US Trade Representative Considering Investigation Into China Labor Practices, Trade Sanctions

November 12, 2018 Updated: November 12, 2018

The Office of the U.S. Trade Representative (USTR) is considering launching a new investigation into labor practices in China as a way of sanctioning the Chinese regime on trade, according to a Nov. 8 report by Inside U.S. Trade, an online news service covering the trade industry.

The USTR previously used the Section 301 statute to investigate China’s intellectual property theft practices, which prompted the Trump administration to impose punitive tariffs on a total of $250 billion worth of Chinese imports earlier this year.

Now the USTR, led by Robert Lighthizer, is considering a Section 301 investigation into China’s labor practices.

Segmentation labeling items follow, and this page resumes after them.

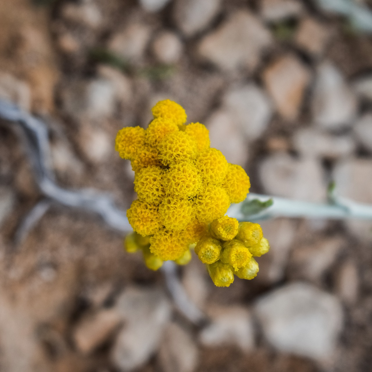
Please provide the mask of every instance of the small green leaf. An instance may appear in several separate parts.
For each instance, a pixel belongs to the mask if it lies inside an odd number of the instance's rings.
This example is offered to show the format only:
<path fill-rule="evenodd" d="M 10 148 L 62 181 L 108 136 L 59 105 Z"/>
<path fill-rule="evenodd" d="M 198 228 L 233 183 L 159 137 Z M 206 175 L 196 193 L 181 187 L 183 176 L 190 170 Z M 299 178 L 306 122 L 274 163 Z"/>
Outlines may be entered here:
<path fill-rule="evenodd" d="M 248 200 L 243 203 L 241 206 L 241 212 L 245 216 L 250 216 L 257 214 L 264 209 L 271 206 L 274 203 L 272 199 L 269 199 L 264 202 L 262 202 L 258 199 Z"/>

“You are going to see Bob Lighthizer, who is a very adept politician, looking for progressive things he can do to get support on trade now that the House has flipped,” a private-sector source told Inside U.S. Trade, referring to the results of the midterm elections, which saw Democrats win a majority of the House of Representatives seats.
The USTR office did not respond to a request for comment by press deadline.

In 2004 and 2006, the American Federation of Labor and Congress of Industrial Organizations (AFL-CIO), the country’s largest consortium of labor unions, had filed Section 301 petitions asking the USTR office to investigate whether China gained unfair trade advantages by violating workers’ rights. But the USTR office denied the petitions.

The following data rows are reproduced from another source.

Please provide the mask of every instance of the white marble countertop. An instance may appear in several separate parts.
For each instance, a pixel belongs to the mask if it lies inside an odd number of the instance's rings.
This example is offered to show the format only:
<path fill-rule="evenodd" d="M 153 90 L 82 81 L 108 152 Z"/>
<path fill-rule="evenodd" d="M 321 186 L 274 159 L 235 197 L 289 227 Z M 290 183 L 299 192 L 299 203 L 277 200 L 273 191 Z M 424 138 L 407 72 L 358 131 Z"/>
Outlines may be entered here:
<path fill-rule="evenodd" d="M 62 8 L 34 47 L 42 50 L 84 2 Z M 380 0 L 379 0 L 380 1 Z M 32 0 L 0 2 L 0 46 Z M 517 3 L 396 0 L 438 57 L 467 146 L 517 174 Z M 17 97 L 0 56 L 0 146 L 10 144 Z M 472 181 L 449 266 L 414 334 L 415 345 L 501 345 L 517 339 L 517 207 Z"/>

Focusing on labor practices would be similar to the United States’ recent trade deal with Canada and Mexico, called simply the U.S.–Mexico–Canada Agreement, or USMCA.

The deal requires that 40 percent of a manufactured vehicle eligible for duty-free importing must be made by workers earning a minimum of $16 an hour.

The agreement was seen as a new tactic by the U.S. administration to target China’s unfair trade practices, as the USMCA also specifies that if one of the current NAFTA partners enters a free-trade deal with a “non-market” country such as China, the other two can quit in six months and form their own bilateral trade pact with each other.

In an interview with Reuters, Derek Scissors, a China scholar at the American Enterprise Institute in Washington, said the provision gave the Trump administration an effective veto over any China trade deal by Canada or Mexico.

Furthermore, if repeated in other U.S. negotiations with the European Union and Japan, it could isolate Beijing in the global trading system.